Cardiac metabolism as evaluated through the use of 18F-FDG positron emission tomography. (A):18F-FDG positron emission tomography shows an uptake defect in partitioned polar maps in all groups (anterior [top], lateral [right], and apex [center]). (B): The percentage of relative infarcted volume, calculated as a ratio of infarcted volume (regions with 18F-FDG uptake <70%) to total left ventricle volume, was significantly higher in the MI and MI Vicryl groups compared with MI SVF. Abbreviations: FDG, fluorodeoxyglucose; MI, 6-week myocardial infarction; MI SVF, 6-week myocardial infarction treated with a stromal vascular fraction construct at 2 weeks; MI Vicryl, 6-week myocardial infarction with Vicryl construct at 2 weeks.

Figure 3.

Gross pathology and histology of MI, MI SVF, and MI Vicryl hearts. Representative images of explanted hearts (A) and trichrome-stained sections (B). Scale bar = 1 mm. (C): Infarct size as a percentage of total LV per experimental group by trichrome analysis.
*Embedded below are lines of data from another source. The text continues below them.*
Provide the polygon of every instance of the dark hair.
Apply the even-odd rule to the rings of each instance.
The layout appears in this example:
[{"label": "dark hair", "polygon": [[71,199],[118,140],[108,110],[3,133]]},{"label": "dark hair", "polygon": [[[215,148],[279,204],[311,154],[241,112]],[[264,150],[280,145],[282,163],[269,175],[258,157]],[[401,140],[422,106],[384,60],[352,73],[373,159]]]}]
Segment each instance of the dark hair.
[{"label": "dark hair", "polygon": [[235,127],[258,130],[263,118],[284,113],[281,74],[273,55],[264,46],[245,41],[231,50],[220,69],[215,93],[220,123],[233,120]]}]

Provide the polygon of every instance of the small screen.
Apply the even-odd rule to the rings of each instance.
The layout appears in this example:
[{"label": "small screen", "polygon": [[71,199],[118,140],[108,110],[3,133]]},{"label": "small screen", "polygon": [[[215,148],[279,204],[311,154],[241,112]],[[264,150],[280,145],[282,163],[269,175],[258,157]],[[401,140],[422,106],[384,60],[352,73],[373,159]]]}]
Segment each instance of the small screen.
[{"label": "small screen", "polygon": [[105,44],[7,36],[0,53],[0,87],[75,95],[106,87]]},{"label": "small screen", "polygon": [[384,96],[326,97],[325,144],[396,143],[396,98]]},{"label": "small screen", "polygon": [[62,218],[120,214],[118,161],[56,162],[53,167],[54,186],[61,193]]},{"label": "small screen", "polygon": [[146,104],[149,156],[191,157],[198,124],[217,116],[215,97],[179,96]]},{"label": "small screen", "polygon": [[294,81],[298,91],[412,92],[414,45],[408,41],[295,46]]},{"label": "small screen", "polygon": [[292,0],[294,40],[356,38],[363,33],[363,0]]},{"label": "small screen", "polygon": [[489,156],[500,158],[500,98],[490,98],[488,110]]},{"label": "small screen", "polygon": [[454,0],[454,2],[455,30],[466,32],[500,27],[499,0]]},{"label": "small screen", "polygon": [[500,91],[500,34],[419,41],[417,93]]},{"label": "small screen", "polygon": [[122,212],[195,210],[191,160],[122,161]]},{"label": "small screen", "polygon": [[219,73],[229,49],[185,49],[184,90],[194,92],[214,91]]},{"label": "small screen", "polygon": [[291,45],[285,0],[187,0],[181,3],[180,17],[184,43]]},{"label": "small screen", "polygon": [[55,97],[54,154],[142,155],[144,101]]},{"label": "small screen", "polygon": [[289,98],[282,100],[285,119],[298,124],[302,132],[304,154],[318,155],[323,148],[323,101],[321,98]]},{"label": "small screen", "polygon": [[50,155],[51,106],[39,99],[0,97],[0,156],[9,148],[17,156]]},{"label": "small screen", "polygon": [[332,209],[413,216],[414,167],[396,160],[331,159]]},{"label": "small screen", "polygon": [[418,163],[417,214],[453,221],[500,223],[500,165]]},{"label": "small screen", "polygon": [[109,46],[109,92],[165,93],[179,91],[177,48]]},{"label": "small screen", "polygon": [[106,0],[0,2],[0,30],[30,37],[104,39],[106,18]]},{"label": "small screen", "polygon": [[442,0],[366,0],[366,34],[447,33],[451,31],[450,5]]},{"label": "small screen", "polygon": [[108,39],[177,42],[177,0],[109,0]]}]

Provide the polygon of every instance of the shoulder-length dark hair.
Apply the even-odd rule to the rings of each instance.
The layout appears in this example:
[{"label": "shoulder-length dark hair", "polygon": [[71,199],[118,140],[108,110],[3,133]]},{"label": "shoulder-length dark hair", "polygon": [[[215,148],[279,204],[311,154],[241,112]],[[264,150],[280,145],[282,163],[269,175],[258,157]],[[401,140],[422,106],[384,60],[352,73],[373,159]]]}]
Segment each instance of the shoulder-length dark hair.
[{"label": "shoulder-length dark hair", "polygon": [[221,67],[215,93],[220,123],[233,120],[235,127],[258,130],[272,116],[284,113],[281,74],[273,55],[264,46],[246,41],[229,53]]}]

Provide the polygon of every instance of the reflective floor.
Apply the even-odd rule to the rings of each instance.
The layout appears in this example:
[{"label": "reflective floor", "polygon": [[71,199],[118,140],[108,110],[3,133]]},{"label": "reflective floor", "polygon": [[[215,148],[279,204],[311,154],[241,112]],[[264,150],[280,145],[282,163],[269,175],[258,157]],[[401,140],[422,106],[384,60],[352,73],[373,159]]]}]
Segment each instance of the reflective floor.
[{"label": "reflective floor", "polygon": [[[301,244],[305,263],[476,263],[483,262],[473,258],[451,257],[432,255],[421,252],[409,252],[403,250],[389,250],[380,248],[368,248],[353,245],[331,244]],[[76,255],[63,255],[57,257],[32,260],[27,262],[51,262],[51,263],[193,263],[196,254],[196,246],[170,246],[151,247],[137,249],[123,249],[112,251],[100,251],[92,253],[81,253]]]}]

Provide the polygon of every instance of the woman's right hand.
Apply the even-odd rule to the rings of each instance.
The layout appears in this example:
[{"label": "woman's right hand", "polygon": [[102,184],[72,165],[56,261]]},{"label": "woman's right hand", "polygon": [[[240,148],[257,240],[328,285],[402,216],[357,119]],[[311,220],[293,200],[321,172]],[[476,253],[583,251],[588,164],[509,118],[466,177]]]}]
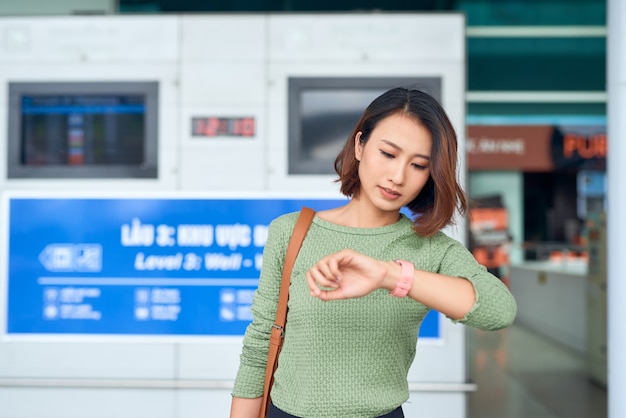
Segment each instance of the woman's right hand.
[{"label": "woman's right hand", "polygon": [[306,273],[307,284],[311,295],[322,300],[357,298],[395,286],[387,283],[390,264],[395,263],[346,249],[323,257],[311,267]]}]

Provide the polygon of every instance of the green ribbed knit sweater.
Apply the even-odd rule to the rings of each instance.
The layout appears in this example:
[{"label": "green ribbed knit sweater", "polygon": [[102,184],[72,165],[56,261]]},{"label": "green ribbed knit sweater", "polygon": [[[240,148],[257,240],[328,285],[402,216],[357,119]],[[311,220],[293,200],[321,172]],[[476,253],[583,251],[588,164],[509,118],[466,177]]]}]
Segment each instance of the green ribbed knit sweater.
[{"label": "green ribbed knit sweater", "polygon": [[[263,394],[282,265],[297,215],[283,215],[270,225],[233,396]],[[429,308],[382,289],[341,301],[312,297],[306,271],[336,251],[351,248],[380,260],[408,260],[418,270],[464,277],[473,283],[477,301],[459,322],[483,330],[513,322],[516,303],[511,293],[462,244],[441,232],[419,237],[412,227],[405,216],[380,228],[314,218],[292,272],[285,341],[271,393],[277,407],[304,418],[372,418],[409,398],[407,373]]]}]

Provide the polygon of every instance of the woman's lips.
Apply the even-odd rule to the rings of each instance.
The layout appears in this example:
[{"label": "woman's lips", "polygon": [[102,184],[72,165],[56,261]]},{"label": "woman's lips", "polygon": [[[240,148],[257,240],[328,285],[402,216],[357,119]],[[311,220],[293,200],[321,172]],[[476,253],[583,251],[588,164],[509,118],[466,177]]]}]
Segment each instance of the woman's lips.
[{"label": "woman's lips", "polygon": [[386,187],[380,187],[380,192],[387,199],[397,199],[400,197],[400,193]]}]

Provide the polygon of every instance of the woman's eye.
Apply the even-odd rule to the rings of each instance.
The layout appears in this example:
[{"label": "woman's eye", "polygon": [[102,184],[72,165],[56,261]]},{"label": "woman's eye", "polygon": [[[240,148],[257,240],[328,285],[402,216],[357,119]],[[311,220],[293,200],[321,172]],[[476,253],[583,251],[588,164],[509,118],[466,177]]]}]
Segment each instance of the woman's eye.
[{"label": "woman's eye", "polygon": [[380,150],[380,153],[387,158],[393,158],[393,154],[390,154],[386,151]]},{"label": "woman's eye", "polygon": [[426,167],[420,164],[413,164],[413,167],[417,168],[418,170],[426,170]]}]

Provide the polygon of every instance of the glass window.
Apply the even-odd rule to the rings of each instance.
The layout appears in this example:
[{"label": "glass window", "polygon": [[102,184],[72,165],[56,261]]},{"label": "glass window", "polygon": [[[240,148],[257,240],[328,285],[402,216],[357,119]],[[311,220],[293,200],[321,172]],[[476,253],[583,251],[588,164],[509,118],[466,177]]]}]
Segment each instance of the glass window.
[{"label": "glass window", "polygon": [[460,0],[468,26],[552,26],[606,24],[603,0]]},{"label": "glass window", "polygon": [[468,90],[603,91],[606,39],[469,38]]},{"label": "glass window", "polygon": [[603,0],[120,0],[136,12],[460,11],[469,26],[605,25]]}]

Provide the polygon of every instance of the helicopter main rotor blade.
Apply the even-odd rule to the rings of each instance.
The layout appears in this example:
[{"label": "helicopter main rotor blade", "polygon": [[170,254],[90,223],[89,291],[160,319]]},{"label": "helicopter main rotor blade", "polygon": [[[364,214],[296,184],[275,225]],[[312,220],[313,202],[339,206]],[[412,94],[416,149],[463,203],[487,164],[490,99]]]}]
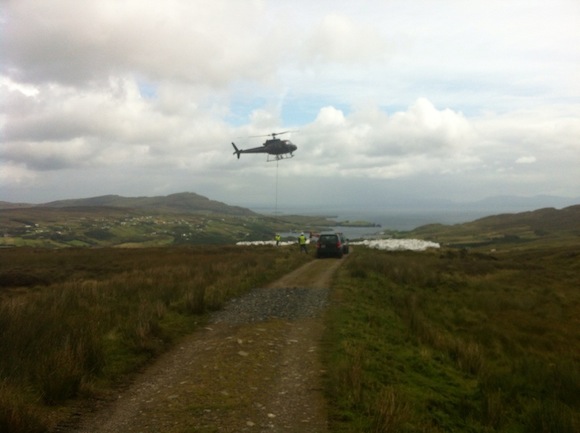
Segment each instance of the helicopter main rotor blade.
[{"label": "helicopter main rotor blade", "polygon": [[271,132],[269,134],[264,134],[264,135],[250,135],[250,138],[259,138],[259,137],[273,137],[273,138],[275,138],[277,135],[288,134],[289,132],[296,132],[296,130],[289,129],[288,131]]},{"label": "helicopter main rotor blade", "polygon": [[288,134],[289,132],[298,132],[298,131],[295,129],[289,129],[288,131],[272,132],[272,134],[270,134],[270,135],[282,135],[282,134]]},{"label": "helicopter main rotor blade", "polygon": [[272,135],[282,135],[282,134],[288,134],[290,131],[282,131],[282,132],[272,132]]}]

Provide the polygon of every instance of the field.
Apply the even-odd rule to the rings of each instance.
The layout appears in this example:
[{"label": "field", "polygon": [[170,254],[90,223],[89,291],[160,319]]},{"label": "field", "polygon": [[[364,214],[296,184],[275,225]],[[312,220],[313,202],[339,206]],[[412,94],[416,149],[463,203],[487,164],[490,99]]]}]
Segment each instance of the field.
[{"label": "field", "polygon": [[513,249],[526,244],[574,246],[580,236],[580,205],[492,215],[451,226],[430,224],[418,227],[412,234],[455,248]]},{"label": "field", "polygon": [[225,245],[273,240],[277,232],[319,232],[337,224],[342,223],[324,216],[160,213],[107,207],[14,208],[0,212],[0,247]]},{"label": "field", "polygon": [[50,431],[74,399],[311,259],[273,247],[0,250],[0,431]]},{"label": "field", "polygon": [[358,248],[325,364],[332,432],[577,432],[580,251]]},{"label": "field", "polygon": [[[579,211],[425,226],[413,234],[444,240],[425,252],[353,247],[325,317],[330,431],[580,431]],[[229,298],[312,259],[269,246],[0,249],[0,431],[54,430]]]}]

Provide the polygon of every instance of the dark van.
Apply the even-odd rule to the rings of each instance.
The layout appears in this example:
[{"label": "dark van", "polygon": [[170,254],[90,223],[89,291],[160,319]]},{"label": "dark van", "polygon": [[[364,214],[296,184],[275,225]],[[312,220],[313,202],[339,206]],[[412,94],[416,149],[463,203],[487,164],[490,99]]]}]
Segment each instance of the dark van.
[{"label": "dark van", "polygon": [[348,241],[342,233],[322,233],[316,242],[316,257],[338,257],[348,254]]}]

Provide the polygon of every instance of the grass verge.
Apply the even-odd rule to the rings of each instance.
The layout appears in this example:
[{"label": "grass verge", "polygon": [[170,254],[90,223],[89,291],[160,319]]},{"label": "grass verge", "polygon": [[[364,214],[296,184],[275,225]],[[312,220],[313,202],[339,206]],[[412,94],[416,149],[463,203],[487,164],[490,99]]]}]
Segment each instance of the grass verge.
[{"label": "grass verge", "polygon": [[579,431],[578,258],[358,248],[327,316],[331,431]]}]

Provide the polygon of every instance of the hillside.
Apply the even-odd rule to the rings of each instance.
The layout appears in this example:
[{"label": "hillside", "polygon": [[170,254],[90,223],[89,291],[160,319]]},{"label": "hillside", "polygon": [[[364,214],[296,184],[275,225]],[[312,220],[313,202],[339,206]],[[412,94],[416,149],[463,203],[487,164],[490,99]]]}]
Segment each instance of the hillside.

Abbreviations: LV, left ventricle; MI, 6-week myocardial infarction; MI SVF, 6-week myocardial infarction treated with a stromal vascular fraction construct at 2 weeks; MI Vicryl, 6-week myocardial infarction with Vicryl construct at 2 weeks.

Figure 4.

Vascular density as evaluated through immunohistochemistry in MI, MI SVF, and MI Vicryl hearts. (A): Representative GS-1+ staining indicating coronary vascular density in the infarct and peri-infarct region. (B): The MI SVF group exhibited significantly more GS-1+ vessels in the area of infarct compared with both the MI and MI Vicryl groups. Scale bars = 20 μm. Abbreviations: GS-1, Griffonia simplicifolia I; MI, 6-week myocardial infarction; MI SVF, 6-week myocardial infarction treated with a stromal vascular fraction construct at 2 weeks; MI Vicryl, 6-week myocardial infarction with Vicryl construct at 2 weeks.

Figure 5.

Representative merged images of immunohistochemistry staining for dextran+ (red) and αSMC-actin+ (blue) in MI (top left), MI SVF (top right), and MI Vicryl (bottom left). MI SVF showed more perfused vessels (white arrows) compared with both MI and MI Vicryl hearts. Scale bars = 20 μm. Abbreviations: MI, 6-week myocardial infarction; MI SVF, 6-week myocardial infarction treated with a stromal vascular fraction construct at 2 weeks; MI Vicryl, 6-week myocardial infarction with Vicryl construct at 2 weeks; αSMC, α-smooth muscle cell.

Figure 6.

Cumulative data comparing MI SVF with the time point of intervention, MI 2wk. On several parameters, MI SVF hearts maintained cardiac function and vascular dynamics similar to those of the MI 2wk group. (A): Representative PV loops showing both the lack of rightward shift (vs. MI 2wk) or reversal of dysfunction (vs. control) for MI SVF. (B): Summary of cardiac functional parameters as assessed by PV loops. (C):18F-Fluorodeoxyglucose uptake positron emission tomography (PET) polar map views. (D): Percentage of relative infarct volume from PET data. (E): GS-1+ vessel density (top) and immunohistochemistry staining showing perfused vessels (bottom). Scale bars = 20 μm. (F): MI SVF had a significantly higher count of GS-1+ vessel density in the area of infarct compared with MI 2wk. (G): Graph displaying the percentage of perfused vessels in the area of infarct. Abbreviations: αSMC, α-smooth muscle cell; CO, cardiac output; dP/dt, maximal slope of systolic pressure increment; EDP, end diastolic pressure; EDPVR, end diastolic pressure-volume relationship; EDV, end diastolic volume; EF, ejection fraction; ESP, end systolic pressure; ESV, end systolic volume; HR, heart rate; GS-1, Griffonia simplicifolia I; HR, heart rate; MI 2wk, 2-week myocardial infarction; MI SVF, 6-week myocardial infarction treated with a stromal vascular fraction construct at 2 weeks; SV, stroke volume.